DIGITAL BEAMFORMING (DBF)

-demand for increased capacity is a major driving force for incorporating DBF

-marriage between antenna technology and digital technology

-3 major components: antenna array, digital transceiver, digital signal processor

-based on capturing the RF signals at each of the antenna elements and converting them into two streams of binary baseband signals (I & Q). Included in the digital baseband signal are the amplitude and phase of signals received at each of the elements of array. Beamforming is carried out by weighting these digital signals, thereby adjusting this amplitude and phases such that when added together they form the desired beam. This process can be carried out by special purpose digital signal processor

-Attractive features:

  1. A large number of independently steered high-gain beams can be formed without any resulting degradation in signal-to-noise ratio.
  2. All of the information arriving at the antenna array is accessible to the signal processors so that system performance can be optimized.
  3. Beams can be assigned to individual users, thereby assuring that all links operate with maximum gain
  4. Adaptive beamforming can be easily implemented to improve the system capacity by suppressing cochannel interference.

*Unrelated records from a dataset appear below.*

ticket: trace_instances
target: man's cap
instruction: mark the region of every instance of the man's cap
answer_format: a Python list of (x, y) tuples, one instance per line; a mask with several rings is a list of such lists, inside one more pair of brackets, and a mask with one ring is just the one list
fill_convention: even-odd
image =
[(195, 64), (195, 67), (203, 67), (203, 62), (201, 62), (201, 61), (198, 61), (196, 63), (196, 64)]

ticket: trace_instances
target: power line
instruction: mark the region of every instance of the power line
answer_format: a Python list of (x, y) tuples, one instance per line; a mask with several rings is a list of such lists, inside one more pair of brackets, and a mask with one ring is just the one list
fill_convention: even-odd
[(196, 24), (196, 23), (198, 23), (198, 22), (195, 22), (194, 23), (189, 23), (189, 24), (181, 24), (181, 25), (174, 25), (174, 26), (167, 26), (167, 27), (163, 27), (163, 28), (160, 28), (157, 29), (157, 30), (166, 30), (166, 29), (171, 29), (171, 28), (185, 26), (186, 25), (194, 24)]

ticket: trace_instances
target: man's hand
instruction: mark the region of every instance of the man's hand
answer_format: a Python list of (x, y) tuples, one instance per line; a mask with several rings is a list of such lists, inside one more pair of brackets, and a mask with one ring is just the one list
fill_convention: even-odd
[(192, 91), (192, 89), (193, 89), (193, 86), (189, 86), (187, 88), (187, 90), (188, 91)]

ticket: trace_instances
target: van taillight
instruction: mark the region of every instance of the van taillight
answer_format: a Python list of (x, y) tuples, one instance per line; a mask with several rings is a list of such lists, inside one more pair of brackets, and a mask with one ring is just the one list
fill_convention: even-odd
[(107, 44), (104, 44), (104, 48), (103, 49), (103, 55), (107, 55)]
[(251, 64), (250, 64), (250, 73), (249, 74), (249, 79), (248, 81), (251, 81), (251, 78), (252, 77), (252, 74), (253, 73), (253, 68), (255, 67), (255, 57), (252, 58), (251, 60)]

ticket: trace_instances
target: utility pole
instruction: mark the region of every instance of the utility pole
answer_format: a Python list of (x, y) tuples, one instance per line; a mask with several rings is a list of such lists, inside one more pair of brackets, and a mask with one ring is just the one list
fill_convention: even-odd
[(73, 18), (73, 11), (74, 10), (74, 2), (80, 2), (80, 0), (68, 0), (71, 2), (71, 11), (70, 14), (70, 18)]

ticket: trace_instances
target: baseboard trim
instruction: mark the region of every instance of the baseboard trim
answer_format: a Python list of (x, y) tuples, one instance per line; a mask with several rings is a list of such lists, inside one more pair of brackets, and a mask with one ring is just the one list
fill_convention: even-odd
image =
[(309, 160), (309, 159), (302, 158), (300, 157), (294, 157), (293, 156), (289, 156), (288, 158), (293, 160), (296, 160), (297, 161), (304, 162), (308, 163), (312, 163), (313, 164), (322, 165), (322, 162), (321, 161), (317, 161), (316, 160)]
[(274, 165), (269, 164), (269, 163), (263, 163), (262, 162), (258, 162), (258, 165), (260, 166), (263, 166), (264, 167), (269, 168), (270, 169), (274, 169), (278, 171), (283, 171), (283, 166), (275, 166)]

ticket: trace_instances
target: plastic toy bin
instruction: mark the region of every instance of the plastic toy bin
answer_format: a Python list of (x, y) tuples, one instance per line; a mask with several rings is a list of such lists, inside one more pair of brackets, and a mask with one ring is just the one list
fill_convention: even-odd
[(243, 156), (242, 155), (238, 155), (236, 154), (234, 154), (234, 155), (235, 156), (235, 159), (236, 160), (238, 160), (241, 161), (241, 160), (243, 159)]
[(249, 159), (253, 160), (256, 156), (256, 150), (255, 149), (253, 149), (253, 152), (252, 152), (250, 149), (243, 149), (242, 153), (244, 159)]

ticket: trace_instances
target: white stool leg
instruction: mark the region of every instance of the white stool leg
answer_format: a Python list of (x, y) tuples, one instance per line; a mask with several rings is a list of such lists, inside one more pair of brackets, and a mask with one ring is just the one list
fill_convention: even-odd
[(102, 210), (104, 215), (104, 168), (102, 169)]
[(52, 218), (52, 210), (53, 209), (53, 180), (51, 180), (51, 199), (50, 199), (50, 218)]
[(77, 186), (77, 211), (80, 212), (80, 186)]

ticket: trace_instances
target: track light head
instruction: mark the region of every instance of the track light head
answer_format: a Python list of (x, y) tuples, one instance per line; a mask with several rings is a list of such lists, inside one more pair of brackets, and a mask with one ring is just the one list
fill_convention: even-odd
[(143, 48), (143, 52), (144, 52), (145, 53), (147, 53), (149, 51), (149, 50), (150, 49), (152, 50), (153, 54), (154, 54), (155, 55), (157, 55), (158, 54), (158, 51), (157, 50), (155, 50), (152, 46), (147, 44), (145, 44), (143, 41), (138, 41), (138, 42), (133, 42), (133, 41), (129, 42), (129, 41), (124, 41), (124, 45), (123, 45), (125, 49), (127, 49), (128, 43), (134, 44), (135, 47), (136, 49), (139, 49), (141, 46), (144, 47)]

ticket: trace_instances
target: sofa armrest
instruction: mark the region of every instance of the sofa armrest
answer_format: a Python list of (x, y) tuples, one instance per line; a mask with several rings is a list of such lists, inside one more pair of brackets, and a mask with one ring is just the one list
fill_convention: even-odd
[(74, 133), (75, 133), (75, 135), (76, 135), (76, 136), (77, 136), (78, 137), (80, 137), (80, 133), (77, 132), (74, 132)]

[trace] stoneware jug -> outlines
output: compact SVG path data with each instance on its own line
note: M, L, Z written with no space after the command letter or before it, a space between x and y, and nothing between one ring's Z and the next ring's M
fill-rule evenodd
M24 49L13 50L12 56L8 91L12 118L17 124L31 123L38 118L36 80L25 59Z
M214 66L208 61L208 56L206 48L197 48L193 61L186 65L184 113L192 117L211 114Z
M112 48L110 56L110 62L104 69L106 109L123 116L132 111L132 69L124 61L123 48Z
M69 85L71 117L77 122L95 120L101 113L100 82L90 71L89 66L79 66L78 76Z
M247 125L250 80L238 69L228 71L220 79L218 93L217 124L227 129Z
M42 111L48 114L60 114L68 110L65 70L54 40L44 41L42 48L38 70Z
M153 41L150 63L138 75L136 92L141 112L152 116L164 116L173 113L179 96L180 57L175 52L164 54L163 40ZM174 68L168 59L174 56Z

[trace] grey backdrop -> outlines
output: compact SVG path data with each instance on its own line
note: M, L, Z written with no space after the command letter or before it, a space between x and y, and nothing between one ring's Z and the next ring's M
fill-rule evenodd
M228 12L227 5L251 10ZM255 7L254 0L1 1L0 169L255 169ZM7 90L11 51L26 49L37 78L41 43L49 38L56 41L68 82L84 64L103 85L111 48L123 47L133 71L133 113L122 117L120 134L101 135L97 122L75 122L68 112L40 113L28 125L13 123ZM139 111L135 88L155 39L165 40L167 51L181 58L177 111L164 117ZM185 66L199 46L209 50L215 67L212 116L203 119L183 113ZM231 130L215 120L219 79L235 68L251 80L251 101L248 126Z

Any algorithm that can be expressed in mathematical form can be implemeneted. As a byproduct, adaptive beamforming can be used to enhance the system immunity to multipath fading.
  5. DBF systems are capable of carrying out antenna system real-time calibration in the digital domain. Therefore, one can relax the requirements for a closematch of amplitude and phase between transceivers, because variation in these parameters can be corrected in real time.
  6. DBF has potential for providing a major advantage when used in satellite communications. If, after the launch of the satellite, it is found that the performance of the beamformer needs to be upgraded, a new suite of software can be telemetered up to the satellite. This means that the life of the satellite can be expanded by retrofits at various intervals, during which the satellite’s capabilities are upgraded.

Adaptive beamforming

-adaptive beamformer: device that is able to separate signals collocated in the frequency band but separated in the spatial domain, separating a desired signal from interfering signals

-algorithm based on maximization of SNR at the array output & least mean squares (LMS) errors

-Minimum-variance distortionless response (MVDR)

-Sample matrix inversion – fast adaptivity

Benefits of using adaptive antennas

  1. Coverage

-increase the cell coverage range substantially through antenna gain and interference rejection.

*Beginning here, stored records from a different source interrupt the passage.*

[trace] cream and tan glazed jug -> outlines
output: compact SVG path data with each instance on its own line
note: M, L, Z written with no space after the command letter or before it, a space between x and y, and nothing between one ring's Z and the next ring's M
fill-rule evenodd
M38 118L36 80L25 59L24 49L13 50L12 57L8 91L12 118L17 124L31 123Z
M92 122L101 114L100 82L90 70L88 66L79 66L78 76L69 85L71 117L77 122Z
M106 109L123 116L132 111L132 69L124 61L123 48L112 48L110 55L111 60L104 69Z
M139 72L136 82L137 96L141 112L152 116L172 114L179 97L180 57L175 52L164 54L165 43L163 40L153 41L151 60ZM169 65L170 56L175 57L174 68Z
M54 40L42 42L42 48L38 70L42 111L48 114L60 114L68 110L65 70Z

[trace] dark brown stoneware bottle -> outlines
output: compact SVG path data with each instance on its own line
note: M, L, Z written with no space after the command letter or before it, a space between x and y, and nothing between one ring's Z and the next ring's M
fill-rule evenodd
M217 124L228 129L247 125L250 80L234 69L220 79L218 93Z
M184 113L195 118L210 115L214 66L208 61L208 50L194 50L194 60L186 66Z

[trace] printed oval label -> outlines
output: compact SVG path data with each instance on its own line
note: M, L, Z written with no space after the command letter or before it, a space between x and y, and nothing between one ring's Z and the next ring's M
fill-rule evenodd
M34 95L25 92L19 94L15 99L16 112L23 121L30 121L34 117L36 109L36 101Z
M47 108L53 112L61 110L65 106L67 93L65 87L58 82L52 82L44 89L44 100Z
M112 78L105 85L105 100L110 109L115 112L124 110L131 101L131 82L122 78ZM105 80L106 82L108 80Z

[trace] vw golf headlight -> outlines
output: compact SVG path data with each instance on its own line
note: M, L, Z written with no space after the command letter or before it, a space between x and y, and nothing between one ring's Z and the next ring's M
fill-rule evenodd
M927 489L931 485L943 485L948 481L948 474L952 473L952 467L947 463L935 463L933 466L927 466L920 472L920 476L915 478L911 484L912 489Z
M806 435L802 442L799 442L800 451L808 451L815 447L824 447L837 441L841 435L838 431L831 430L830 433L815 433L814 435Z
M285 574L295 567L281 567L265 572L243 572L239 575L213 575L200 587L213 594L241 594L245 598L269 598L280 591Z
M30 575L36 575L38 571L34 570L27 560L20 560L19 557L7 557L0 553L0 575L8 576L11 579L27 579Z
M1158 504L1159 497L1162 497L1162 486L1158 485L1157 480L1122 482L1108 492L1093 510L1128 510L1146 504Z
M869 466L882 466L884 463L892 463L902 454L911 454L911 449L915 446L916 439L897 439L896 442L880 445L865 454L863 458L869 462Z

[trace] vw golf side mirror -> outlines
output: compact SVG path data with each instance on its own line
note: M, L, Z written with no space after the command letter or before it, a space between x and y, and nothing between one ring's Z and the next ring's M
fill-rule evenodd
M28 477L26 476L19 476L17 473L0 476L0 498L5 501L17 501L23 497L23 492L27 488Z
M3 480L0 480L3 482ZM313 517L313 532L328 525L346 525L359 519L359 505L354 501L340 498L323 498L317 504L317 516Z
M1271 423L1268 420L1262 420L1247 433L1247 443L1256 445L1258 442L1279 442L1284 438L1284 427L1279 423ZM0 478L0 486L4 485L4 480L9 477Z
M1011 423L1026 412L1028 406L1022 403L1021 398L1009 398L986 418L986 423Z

-Fewer sites required with adaptive antennas employed in base stations

-Larger coverage if antenna at greater height above average terrain. Can be eased by using the number of antenna elements

  1. Capacity

-It is possible to have multiple mobiles on the same RF channel but different spatial channels at a particular cell site

-allows a reuse factor of unity, that is a single frequency can be used in all cells.

-Can increase the number of available voice channels through directional communication links, depends on the propagation environment, the number of antenna elements and the amount of dynamic channel assignment allowed.

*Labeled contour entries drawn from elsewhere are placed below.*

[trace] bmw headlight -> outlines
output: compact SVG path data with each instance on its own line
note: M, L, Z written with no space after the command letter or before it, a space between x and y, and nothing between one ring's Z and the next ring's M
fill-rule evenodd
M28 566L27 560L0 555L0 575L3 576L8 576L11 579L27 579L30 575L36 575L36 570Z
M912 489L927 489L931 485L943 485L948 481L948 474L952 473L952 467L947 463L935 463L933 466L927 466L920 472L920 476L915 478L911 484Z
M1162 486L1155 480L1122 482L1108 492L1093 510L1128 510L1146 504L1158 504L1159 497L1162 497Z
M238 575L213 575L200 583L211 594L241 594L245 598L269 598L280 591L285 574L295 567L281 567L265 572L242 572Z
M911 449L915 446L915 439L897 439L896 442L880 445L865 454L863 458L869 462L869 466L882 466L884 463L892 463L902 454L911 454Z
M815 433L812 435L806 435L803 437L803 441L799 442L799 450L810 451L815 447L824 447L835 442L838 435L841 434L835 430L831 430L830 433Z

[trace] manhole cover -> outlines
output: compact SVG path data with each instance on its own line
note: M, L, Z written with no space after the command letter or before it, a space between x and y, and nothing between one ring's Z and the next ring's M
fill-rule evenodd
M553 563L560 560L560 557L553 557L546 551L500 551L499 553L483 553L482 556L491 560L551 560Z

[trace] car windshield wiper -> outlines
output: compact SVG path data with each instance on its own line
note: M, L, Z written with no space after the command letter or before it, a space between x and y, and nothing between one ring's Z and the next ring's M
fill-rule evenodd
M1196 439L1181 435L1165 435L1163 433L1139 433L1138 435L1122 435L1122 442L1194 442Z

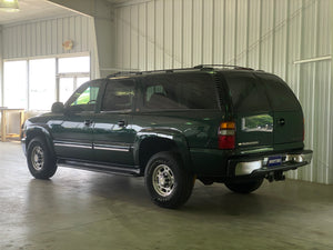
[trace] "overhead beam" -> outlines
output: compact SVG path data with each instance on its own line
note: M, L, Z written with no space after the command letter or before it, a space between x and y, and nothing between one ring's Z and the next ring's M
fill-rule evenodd
M93 18L94 29L89 34L95 53L91 54L93 78L105 77L103 69L114 68L114 23L113 8L107 0L49 0L53 4Z

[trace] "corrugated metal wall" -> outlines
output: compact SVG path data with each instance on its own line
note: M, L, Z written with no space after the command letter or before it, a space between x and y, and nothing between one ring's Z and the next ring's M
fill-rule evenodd
M16 59L89 52L94 46L92 30L92 19L84 16L3 26L2 56L3 59ZM63 50L65 40L74 42L72 50Z
M313 163L290 178L333 183L330 0L155 0L115 9L117 68L232 63L285 79L305 116Z

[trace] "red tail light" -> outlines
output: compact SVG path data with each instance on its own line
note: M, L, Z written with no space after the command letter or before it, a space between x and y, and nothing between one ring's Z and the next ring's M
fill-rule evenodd
M234 149L235 123L233 121L221 122L219 128L219 149Z
M303 141L305 139L305 121L304 121L304 118L303 118Z

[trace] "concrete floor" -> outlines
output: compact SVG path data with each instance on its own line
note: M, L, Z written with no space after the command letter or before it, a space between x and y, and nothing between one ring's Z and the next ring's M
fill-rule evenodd
M36 180L20 144L0 142L0 249L333 249L333 187L265 181L242 196L196 181L167 210L142 178L59 168Z

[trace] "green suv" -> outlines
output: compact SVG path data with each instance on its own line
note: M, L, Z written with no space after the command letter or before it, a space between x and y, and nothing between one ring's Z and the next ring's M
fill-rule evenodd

-Transmission bit rate can be increased due to the improved SIR at the output of the adaptive beamformer

-Allow RF channels to be adjusted through link power control to meet the requirements of user-selectable data transfer rates.

  1. Signal quality

-in noise-limited environment, minimum receiver thresholds are reduced by 10 logM dB on average.

-In interference-limited environments, the additional improvement in tolerable SIR at a single element results from interference rejection afforded against directional interferers.

-Can be considered as spatial equalizers

  1. Access technology

-In uplink, paths from different angles of arrival are separated by using a particular adaptive beamforming technique

-Downlink: energy can be focused at the mobile so that long delay multipath components can be reduced substantially

->combat ISI through spatial discrimination of “interfering” signals on both links

  1. Power control

-Eased thru the inclusion of adaptive antenna technology

  1. Handover

-antenna tech provides mobile unit location information that can be used by the system to substantially improve handoffs in both the low and high tiers. Accurate position estimates, prediction of velocities is possible.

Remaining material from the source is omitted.